We also spent a good chunk of the day in the backyard pulling weeds, planting flowers, and pruning bushes. Everything was mild and pleasant until an episode of animals gone wild that had an unhappy ending.

Our dog Ace is a total bird dog. He takes running hops at one of our trees that always houses a nest in the spring and summer and he’s always racing around our yard, checking his different bird spots. He’s never caught a bird though, at least until yesterday. We were working away in the yard when this bird swoops from a neighbor’s tree down toward the grass. He wasn’t a very good flier and stayed only a wobbly foot or two off the ground. We weren’t sure if it was a baby bird learning how to fly or if it was already hurt or sick. Anyway, Ace saw the bird and almost immediately was on it. The craziest part of all this was that at the exact same moment, two boys in the next yard over chased a baby bunny through our fence and into our yard. So in the span of probably a minute, the bird swoops into the yard, Ace catches him, two other birds dive at Ace trying to help their friend, my husband is chasing the dog, I jump up to help but see the bunny madhopping across the lawn straight toward us and I say, “A bunny!” and then refocus and grab a hold of Ace and straddle him doing my best to hold back an 80 pound dog who is really, really excited that he finally caught one of his long sought after birds, while my husband shoos away our other dog, and here comes Peter Cottontail darting right through the middle of all this commotion and into the next neighbor’s yard. It was a crazy 60 seconds I tell you.
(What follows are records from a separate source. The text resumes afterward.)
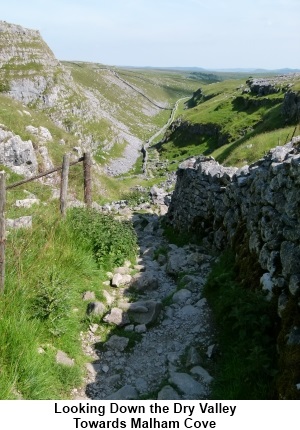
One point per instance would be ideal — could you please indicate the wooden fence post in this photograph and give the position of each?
(64, 184)
(87, 165)
(2, 230)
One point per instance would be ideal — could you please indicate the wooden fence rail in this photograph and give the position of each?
(2, 230)
(64, 168)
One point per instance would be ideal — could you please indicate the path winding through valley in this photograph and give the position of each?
(171, 358)
(132, 151)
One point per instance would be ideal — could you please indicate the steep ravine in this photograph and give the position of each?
(171, 326)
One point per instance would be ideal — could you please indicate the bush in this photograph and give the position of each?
(112, 241)
(52, 303)
(246, 329)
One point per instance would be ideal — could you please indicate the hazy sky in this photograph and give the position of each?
(203, 33)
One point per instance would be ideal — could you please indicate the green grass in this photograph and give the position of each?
(243, 127)
(246, 151)
(48, 269)
(246, 325)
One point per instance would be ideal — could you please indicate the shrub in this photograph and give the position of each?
(112, 241)
(246, 329)
(52, 303)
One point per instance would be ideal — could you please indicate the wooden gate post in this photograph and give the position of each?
(2, 230)
(87, 165)
(64, 184)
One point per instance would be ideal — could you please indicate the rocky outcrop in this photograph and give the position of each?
(255, 210)
(206, 129)
(291, 106)
(17, 154)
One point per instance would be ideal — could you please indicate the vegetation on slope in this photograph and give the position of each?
(246, 367)
(231, 123)
(48, 269)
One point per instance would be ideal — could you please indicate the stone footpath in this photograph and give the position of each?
(158, 332)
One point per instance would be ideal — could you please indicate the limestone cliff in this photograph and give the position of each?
(30, 73)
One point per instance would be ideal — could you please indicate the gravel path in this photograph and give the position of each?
(173, 351)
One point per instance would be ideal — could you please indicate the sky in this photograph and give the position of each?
(213, 34)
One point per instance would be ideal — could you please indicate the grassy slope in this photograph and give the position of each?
(48, 268)
(253, 125)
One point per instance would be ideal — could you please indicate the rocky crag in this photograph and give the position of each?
(30, 73)
(255, 210)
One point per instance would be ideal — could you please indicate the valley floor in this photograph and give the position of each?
(161, 336)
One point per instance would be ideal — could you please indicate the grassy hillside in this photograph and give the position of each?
(230, 122)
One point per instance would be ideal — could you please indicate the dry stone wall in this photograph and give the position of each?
(257, 206)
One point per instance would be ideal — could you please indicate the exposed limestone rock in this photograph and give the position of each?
(168, 393)
(117, 343)
(63, 358)
(119, 280)
(88, 295)
(127, 392)
(117, 317)
(17, 154)
(96, 308)
(26, 203)
(42, 133)
(189, 386)
(144, 312)
(22, 222)
(254, 210)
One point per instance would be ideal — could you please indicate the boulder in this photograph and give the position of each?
(119, 280)
(117, 317)
(144, 312)
(168, 393)
(63, 358)
(117, 343)
(128, 392)
(96, 308)
(189, 386)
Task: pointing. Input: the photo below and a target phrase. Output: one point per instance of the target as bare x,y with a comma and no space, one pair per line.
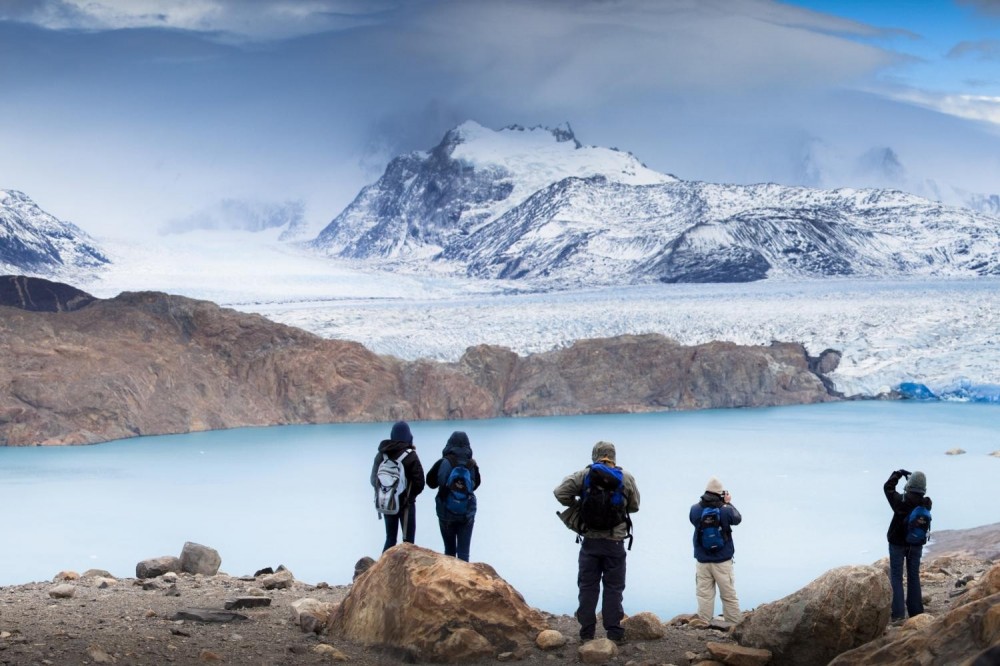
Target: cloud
986,49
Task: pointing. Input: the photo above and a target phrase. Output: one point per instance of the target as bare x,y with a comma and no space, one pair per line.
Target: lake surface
808,481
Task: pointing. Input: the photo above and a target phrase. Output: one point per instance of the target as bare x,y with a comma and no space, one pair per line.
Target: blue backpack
710,529
602,502
918,526
460,500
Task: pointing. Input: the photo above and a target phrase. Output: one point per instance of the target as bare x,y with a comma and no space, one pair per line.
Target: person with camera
906,538
713,517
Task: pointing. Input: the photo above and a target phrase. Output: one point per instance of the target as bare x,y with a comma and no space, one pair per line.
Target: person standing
456,476
399,448
600,498
903,553
713,517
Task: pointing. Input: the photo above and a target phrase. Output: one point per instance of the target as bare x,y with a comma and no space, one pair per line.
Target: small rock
247,602
198,559
362,565
330,652
644,626
99,656
597,651
64,591
279,580
550,639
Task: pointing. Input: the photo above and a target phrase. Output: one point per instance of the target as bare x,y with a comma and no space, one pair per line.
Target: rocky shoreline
194,616
87,371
Ace only had the bird in his mouth for a brief moment before Justin got him to drop it, and we hoped the bird was just stunned or slightly injured, but it wasn’t to be. We took a break with the yard work and had everyone go inside to give the birds some time together. I don’t know if birds pay their last respects the way people do, but we felt so horrible about what had happened it was the only thing we could think to do. Later my husband took the bird and buried it beneath a tree in the park and marked the spot with a little cross made out of bark mulch.

But then, later that evening, my husband excitedly called for me to come see something. He pointed into a tree and this is what we saw:

See the hungry baby bird reaching up its beak for dinner? There are two more in that nest and all three of them were poking up their heads, stretching open their mouths and waiting for food. It was the cutest thing and alleviated some of our guilt over the bird Ace had caught earlier that day. And that’s when the sun broke through the clouds and a gospel choir came step-clapping into our yard singing “Circle of Life.” Okay, maybe that last part isn’t true. But if life were a musical, that’s totally what would have happened.

Long Live The Traitor King

My book group recently read The Traitor King, by Todd Mitchell, and the author was kind enough to join our book group for the discussion. For anyone looking for authors to invite to speak at your schools, libraries, bookstores, or conferences, you might want to consider Todd. Based on how he was with our book group, I think he’d be fabulous for an author visit. (You can find information on his visits and how to contact him at his website www.toddmitchellbooks.com.) He has been a teacher for the past twelve years and is currently the Director of the Beginning Creative Writing Teaching Program at Colorado State University. He is very personable, and I think would have wide appeal speaking to both young audiences and adults. He did a lot of research on Celtic mythology, which is incorporated into his book, and might be a good curriculum tie-in. If you’re not familiar with the book, The Traitor King is a middle grade mix of contemporary fiction and fantasy. Darren Manahan goes on his annual family summer trip to his uncle’s house only to find his uncle has disappeared. He and his sister solve a series of clues while being pursued by the creepy skeleton man and end up discovering the fantastical Land of the Forever Young where their uncle is held captive. It’s up to Darren and his sister to save their uncle, with the aid of a brownie, a wolf, and a nixie. Along with the Celtic mythology woven into the story, there are also themes of alcoholism and environmental awareness that might be of interest to students.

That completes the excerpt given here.